First, let’s look at her examination findings. Initially, I noticed a significant right calf muscle atrophy (smaller muscle). When instructed to do a calf raise onto her forefoot Heather did 20 repetitions on her left side but only managed 10 on the right side - and the technique was lacking. She demonstrated weakness of both hamstrings groups (but worse on the right). Her right gluteus medius muscle at the hip was a grade weaker than the left side. She was unable to squat fully to the ground while keeping her entire foot in contact because of the shortness in her lower leg muscles. She was also unable to squat fully because of her tendency to be reliant on her quadriceps muscles and is unaware of how to to use her hip muscles for strength and stability. When squatting on a single leg her right knee tended to drift toward the midline of her body, which is a sign of poor hip control, again linking back to the weak gluteal muscles. Her single leg balance with her eyes closed was better than many people at 16 seconds on the right leg and 12 seconds on the left leg but I’d rather both of them be at least 30 seconds. Heather could hold a side plank on her right side for 45 seconds but could manage only 25 seconds for the left side.
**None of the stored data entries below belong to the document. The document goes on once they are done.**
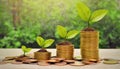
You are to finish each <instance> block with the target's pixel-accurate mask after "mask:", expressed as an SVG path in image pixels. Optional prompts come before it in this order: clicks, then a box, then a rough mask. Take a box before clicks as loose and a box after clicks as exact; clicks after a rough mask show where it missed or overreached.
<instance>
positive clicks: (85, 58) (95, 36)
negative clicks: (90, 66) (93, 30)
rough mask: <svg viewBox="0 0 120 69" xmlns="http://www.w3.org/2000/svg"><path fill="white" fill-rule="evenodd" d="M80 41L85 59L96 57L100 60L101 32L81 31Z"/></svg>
mask: <svg viewBox="0 0 120 69" xmlns="http://www.w3.org/2000/svg"><path fill="white" fill-rule="evenodd" d="M80 43H81V44H80V47H81V55H82V59H83V60H90V59H96V60H98V61H99V53H98V50H99V32H97V31H81V33H80Z"/></svg>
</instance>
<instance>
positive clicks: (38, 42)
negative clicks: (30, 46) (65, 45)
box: [36, 36, 54, 48]
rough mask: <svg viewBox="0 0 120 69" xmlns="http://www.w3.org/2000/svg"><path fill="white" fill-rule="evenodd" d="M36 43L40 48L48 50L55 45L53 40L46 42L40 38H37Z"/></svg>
mask: <svg viewBox="0 0 120 69" xmlns="http://www.w3.org/2000/svg"><path fill="white" fill-rule="evenodd" d="M36 41H37V43H38V45H39V46H40V47H42V48H47V47H49V46H51V45H52V44H53V42H54V40H53V39H47V40H45V39H43V38H42V37H40V36H38V37H37V39H36Z"/></svg>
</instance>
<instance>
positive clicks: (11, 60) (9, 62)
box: [3, 60, 15, 63]
mask: <svg viewBox="0 0 120 69" xmlns="http://www.w3.org/2000/svg"><path fill="white" fill-rule="evenodd" d="M14 61H15V60H6V61H3V62H5V63H12V62H14Z"/></svg>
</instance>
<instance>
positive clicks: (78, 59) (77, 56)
mask: <svg viewBox="0 0 120 69" xmlns="http://www.w3.org/2000/svg"><path fill="white" fill-rule="evenodd" d="M74 59H75V60H77V61H82V58H81V57H80V56H76V57H74Z"/></svg>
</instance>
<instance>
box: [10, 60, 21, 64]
mask: <svg viewBox="0 0 120 69" xmlns="http://www.w3.org/2000/svg"><path fill="white" fill-rule="evenodd" d="M12 64H22V62H16V61H15V62H12Z"/></svg>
Watching Heather run on the treadmill, it was noticeable that she occasionally had her right leg land closer to her body’s midline instead of directly under her hip joint. I never saw the left leg do this. This was not a huge amount by any means, about ¾” to 1” of deviation. Less experienced and weaker runners commonly land with both of their feet heading toward midline, often because of decreased hip muscle strength or activation issues. Also, it was apparent that her right ankle was rarely moving through its full available range of motion and this would cause her to prematurely lift her heel from the ground during the running stride and lead to a rocking over the base of the big toe. It also caused the right heel to whip out just before her foot lifted from the treadmill. By relying on the foot to do the work of the ankle she has demanded more from the muscles and tissue within the bottom of the foot.
In general, many of these are meaningful asymmetries, or imbalances. Distance runners don’t do well with asymmetries because we go through thousands of repetitions and then fatigue later in a run makes any flaw even more catastrophic. Heather’s physical examination correlates well with her running technique. She uses what strength and motion she has to perform the task of running. Can we fix a couple things? Yes!
Afterwards, I used trigger point dry needling on her right foot to help with the tenderness and pain there. I also used the needling at her lower leg to loosen some of the calf muscles. This did cause soreness at her calf but upon standing, her heel pain was gone. I then taught her a handful of exercises to reinforce the motion increases at the ankle and teach her how to allow the ankle’s available motion. This ankle motion will not translate directly into her running right away and will first take work in her home exercise program. She also started working on the “penguin walk” activation exercise to help her learn to use the gluteus medius more on the right side with running. Heather was able to return to running at a high level on the same day with a 6 mile tempo run at 6:30 per mile pace with minimal pain.
We will meet again in the next couple weeks to see how she is progressing with her exercises and spend more time on the manual therapy required to increase her ankle motion and decrease stress on the foot and lower leg.